Personal information
- Full name: Paul Andrew Owen
- Born: 9 June 1969 Regina, Saskatchewan, Canada
- Died: 9 June 2020 (aged 51)
- Batting: Right-handed
- Bowling: Slow left-arm orthodox

Domestic team information
- 1990: Gloucestershire
- 1989–1996: Bedfordshire

Career statistics
| Competition | First-class |
| Matches | 3 |
| Runs scored | 2 |
| Batting average | 1.00 |
| 100s/50s | –/– |
| Top score | 1 |
| Balls bowled | 342 |
| Wickets | 4 |
| Bowling average | 59.75 |
| 5 wickets in innings | – |
| 10 wickets in match | – |
| Best bowling | 2/37 |
| Catches/stumpings | –/– |
- Source: CricketArchive, 26 June 2020

= Paul Owen =

Canadian cricketer (1969–2020)

Paul Andrew Owen (9 June 1969 - 9 June 2020) was a Canadian cricketer. Owen was a right-handed batsman who bowled slow left-arm orthodox.

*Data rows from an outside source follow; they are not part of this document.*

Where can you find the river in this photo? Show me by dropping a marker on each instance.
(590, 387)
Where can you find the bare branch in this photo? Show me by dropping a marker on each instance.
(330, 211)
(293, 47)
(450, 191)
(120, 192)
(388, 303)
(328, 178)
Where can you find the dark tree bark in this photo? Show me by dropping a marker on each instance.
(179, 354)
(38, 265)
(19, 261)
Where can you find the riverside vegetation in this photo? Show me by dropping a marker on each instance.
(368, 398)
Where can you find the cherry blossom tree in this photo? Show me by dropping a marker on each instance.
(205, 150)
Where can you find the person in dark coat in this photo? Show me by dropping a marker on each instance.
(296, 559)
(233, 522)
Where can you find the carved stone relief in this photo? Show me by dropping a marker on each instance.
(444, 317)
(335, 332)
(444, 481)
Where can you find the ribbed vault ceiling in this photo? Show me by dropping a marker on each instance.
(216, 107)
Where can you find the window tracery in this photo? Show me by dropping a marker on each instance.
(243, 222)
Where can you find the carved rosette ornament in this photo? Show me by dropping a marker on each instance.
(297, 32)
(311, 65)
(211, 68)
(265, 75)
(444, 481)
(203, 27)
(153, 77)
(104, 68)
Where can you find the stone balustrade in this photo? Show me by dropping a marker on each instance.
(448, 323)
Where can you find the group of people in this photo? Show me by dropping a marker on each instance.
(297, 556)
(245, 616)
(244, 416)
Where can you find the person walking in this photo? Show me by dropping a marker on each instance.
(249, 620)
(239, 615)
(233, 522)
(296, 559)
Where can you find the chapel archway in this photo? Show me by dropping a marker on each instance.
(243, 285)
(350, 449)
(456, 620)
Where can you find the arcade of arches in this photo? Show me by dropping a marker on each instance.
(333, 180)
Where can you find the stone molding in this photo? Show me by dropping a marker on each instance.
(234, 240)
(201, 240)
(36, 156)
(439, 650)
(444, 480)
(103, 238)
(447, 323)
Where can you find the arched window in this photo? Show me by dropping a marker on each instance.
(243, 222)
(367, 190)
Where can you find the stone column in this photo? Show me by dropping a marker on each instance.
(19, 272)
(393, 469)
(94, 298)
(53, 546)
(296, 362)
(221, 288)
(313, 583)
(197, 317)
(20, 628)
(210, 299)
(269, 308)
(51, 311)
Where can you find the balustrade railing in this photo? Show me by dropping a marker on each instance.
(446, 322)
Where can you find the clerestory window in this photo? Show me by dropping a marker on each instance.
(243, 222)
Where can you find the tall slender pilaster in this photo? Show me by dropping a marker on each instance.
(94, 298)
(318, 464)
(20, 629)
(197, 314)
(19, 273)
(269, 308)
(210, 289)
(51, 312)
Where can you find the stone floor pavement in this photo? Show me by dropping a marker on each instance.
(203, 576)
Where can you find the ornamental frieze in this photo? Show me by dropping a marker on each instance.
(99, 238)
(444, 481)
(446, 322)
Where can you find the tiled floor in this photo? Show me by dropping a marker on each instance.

Owen, who had been educated at Bedford Modern School, began his county cricket career in England with Bedfordshire, making his debut for the county in the 1989 Minor Counties Championship against Norfolk. In 1990 he joined Gloucestershire, making three first-class appearances in that season against Yorkshire, Northamptonshire, and Surrey. A bowler, Owen took 4 wickets at an average of 59.75, with best figures of 2/37. 1990 was his only season with Gloucestershire, the following year he returned to playing Minor counties cricket for Bedfordshire. He played for the county until 1996, making a total of 29 Minor Counties Championship appearances.